И тогда всю силу моего воображения, все возможности моих чувств, весь опыт моей жизни я обратил на мысль о женщине. Долгие ночи я находился во власти этой мысли; долгие часы днем – в лесу, в городе, в ресторане, – я был погружен в это состояние, которого я раньше не испытывал с такой силой; это было настолько непреодолимо, что должно было найти себе какое-либо приложение; тогда я написал об этом книгу, эротическую и мечтательную, – и после которой я лишний раз убедился во всей неправильности моих представлений.

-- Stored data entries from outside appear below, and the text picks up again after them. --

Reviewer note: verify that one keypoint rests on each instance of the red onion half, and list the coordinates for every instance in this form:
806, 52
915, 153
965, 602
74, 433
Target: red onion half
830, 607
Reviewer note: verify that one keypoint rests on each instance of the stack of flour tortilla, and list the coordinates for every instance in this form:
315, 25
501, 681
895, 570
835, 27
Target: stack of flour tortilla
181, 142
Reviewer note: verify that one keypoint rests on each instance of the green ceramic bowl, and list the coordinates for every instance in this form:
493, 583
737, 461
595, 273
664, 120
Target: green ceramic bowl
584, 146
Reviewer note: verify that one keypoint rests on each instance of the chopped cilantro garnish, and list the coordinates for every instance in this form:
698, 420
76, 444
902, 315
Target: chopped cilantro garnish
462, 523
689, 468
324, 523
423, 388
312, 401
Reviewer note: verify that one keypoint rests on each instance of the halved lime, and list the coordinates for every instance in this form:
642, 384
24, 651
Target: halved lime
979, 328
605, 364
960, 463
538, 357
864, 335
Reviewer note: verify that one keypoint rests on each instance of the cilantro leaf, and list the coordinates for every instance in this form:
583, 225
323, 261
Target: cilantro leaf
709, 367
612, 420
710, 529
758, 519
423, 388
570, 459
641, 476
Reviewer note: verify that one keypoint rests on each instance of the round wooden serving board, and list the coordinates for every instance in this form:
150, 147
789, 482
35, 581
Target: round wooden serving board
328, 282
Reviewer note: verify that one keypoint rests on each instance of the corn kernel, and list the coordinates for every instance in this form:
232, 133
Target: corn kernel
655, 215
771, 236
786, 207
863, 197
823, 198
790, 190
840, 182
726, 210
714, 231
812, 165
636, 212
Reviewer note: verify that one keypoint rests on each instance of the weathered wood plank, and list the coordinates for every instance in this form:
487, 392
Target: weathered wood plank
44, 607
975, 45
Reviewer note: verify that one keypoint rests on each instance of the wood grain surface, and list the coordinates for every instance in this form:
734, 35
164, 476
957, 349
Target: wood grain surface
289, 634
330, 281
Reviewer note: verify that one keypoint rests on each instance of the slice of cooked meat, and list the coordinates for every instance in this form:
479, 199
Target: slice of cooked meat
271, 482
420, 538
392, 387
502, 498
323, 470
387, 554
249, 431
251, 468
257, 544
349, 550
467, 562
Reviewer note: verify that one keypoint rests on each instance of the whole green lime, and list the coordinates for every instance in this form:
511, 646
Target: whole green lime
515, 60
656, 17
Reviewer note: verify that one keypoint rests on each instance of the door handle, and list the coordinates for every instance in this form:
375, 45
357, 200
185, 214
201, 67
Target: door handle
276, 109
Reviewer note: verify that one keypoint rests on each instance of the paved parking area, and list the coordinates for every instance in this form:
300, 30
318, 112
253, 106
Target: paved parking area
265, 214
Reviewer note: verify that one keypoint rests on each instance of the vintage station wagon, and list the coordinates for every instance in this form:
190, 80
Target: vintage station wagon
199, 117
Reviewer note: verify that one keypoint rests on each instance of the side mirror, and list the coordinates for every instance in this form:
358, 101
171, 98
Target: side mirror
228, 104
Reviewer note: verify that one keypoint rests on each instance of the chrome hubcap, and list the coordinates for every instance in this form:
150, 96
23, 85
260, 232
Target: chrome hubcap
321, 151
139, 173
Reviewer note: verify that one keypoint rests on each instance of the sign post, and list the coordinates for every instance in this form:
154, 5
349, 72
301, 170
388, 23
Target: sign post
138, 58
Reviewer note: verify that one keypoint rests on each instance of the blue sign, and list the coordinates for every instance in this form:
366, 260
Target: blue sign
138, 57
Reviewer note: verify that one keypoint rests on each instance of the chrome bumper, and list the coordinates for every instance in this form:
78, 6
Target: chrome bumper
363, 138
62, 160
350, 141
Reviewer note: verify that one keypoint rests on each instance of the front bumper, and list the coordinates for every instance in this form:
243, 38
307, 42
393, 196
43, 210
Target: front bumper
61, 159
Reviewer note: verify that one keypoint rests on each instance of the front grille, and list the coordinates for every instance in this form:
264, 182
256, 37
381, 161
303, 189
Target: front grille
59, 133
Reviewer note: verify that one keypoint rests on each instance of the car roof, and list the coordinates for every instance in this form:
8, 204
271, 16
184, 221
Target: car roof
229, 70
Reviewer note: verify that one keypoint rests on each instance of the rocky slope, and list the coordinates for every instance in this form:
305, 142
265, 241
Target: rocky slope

Я очень долго был чужд мысли о женщине. В том возрасте, когда впервые приходит это почти непобедимое желание, я был всецело поглощен стремлением к физическому изнеможению; это было то же желание, странным образом принявшее иную форму. Я делал десятки верст ежедневно с самой большой быстротой, какая была мне доступна, – летом на велосипеде, зимой на лыжах, – я занимался гимнастикой и достиг того, что мне предлагали поступить в цирк в качестве акробата; тело мое было всегда покрыто синяками, вечером я едва успевал сесть на диван или в кресло и тотчас засыпал таким крепким сном, что не чувствовал, как меня раздевали и переносили в мою кровать. Потом были книги, и война, и литература, сильно занимавшая меня одно время, потом были голод и физическая работа, – и только тогда все кончилось.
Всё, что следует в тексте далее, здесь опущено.